The organisers constructed a temporary space using massive containers to create walls and an elastic membrane as roofing. Interesting as this solution is, it was not without problems - including some awkward spaces and a weather sensitivity that puts cricketers to shame. As usual it was the new media works which suffered most harshly from bad spatial arrangements and an often unfortunate proximity. That said, the containers made an interesting back-drop to an exhibition that showed contemporary South African art awards are still in transit, moving towards a new model of presenting and celebrating contemporary art.

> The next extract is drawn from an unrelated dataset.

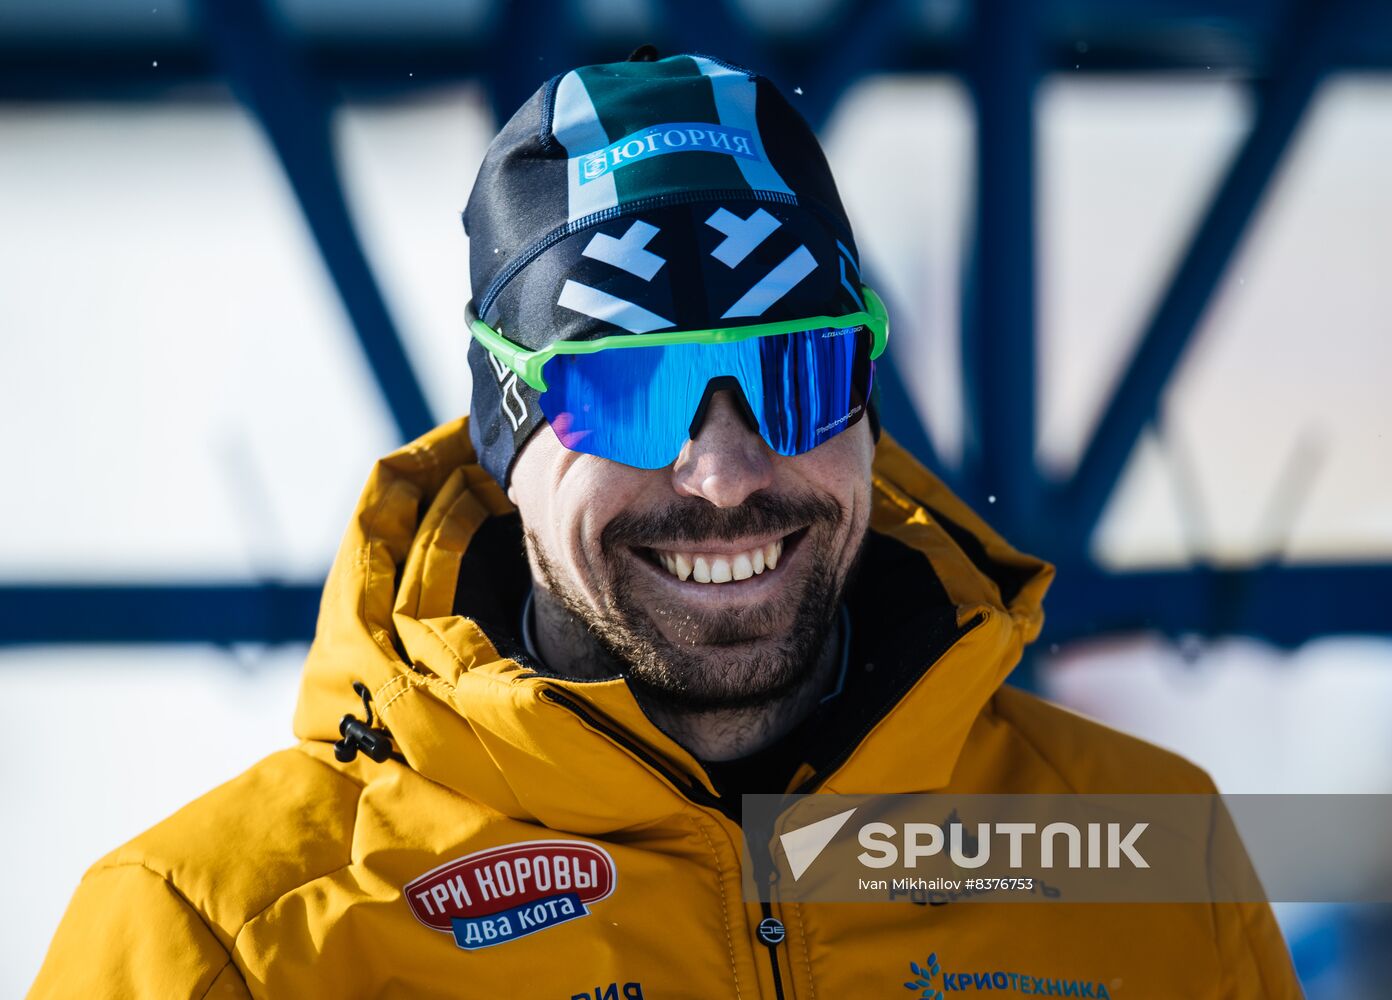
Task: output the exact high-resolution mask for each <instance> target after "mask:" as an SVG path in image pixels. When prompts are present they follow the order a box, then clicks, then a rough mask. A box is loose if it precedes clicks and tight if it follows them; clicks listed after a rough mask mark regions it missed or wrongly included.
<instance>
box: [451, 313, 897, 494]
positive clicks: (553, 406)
mask: <svg viewBox="0 0 1392 1000" xmlns="http://www.w3.org/2000/svg"><path fill="white" fill-rule="evenodd" d="M862 294H863V299H864V309H863V311H862V312H853V313H848V315H845V316H812V318H809V319H793V320H780V322H775V323H754V325H750V326H734V327H717V329H711V330H679V331H671V333H643V334H632V333H628V334H614V336H608V337H600V338H597V340H582V341H575V340H561V341H557V343H554V344H550V345H547V347H544V348H541V350H539V351H532V350H529V348H525V347H522V345H521V344H515V343H512V341H511V340H508V338H507V337H504V336H503V334H501V333H500V331H497V330H494V329H493V327H491V326H489V325H487V323H484V322H483V320H482V319H479V316H477V313H476V312H475V308H473V304H472V302H470V304H469V306H468V311H466V319H468V323H469V331H470V333H472V334H473V337H475V338H476V340H477V341H479V343H480V344H482V345H483V347H484V348H487V351H489V352H490V354H491V355H493V357H494V358H497V361H498V362H500V364H501V365H504V366H505V368H508V369H511V370H512V372H515V373H516V376H518V377H519V379H522V382H525V383H526V384H529V386H532V389H535V390H537V391H539V393H540V405H541V412H543V415H544V416H546V419H547V422H548V423H550V425H551V429H553V430H554V432H555V436H557V437H558V439H560V442H561V444H564V446H565V447H567V448H569V450H572V451H582V453H585V454H592V455H599V457H600V458H610V460H612V461H617V462H622V464H624V465H633V467H636V468H642V469H660V468H665V467H667V465H671V464H672V462H674V461H675V460H677V457H678V455H679V454H681V450H682V447H683V446H685V444H686V442H688V439H692V437H695V436H696V432H697V430H699V429H700V425H702V422H703V421H704V418H706V411H707V408H709V405H710V401H711V398H713V397H714V394H715V393H717V391H720V390H722V389H738V390H739V391H736V393H732V396H734V397H735V400H736V407H738V409H739V411H741V415H742V416H743V419H745V421H746V423H748V425H749V426H750V429H754V430H757V432H759V435H760V437H763V439H764V442H766V443H767V444H768V447H770V448H773V450H774V451H777V453H778V454H781V455H789V457H791V455H799V454H803V453H805V451H810V450H812V448H814V447H817V446H818V444H821V443H823V442H827V440H830V439H831V437H834V436H835V435H838V433H841V432H842V430H845V429H846V428H849V426H852V425H855V423H856V421H859V419H860V418H862V416H863V415H864V409H866V404H867V401H869V400H870V390H871V387H873V380H874V361H876V359H877V358H878V357H880V355H881V354H884V348H885V343H887V341H888V338H889V319H888V315H887V313H885V308H884V302H881V301H880V297H878V295H876V292H874V291H873V290H870V288H867V287H864V286H862Z"/></svg>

A certain continuity between the Brett Kebble Art Awards and the Spier Contemporary was apparent with the appearance of Doreen Southwood's dancers and Phillip Lice Rhikhotso's figures, but overall the Spier Contemporary offered a new take on the world of art awards with its rewarding of young collectives, unusual performances and installations. Without raising any one person to superstar status, the numerous winners will undoubtably attain a greater national profile hereafter. It is therefore an important platform and one that will undoubtably grow to become a vital part of the (bi-)annual art agenda. Spier Contemporary's collection for 2007 gave a broad and sweeping overview of current production, unlike more coherent and contained award exhibitions like the Sasol Wax Art Awards which limit their entrants to a small group of nominees. The quality of the work by some lesser-known artists vindicates this format.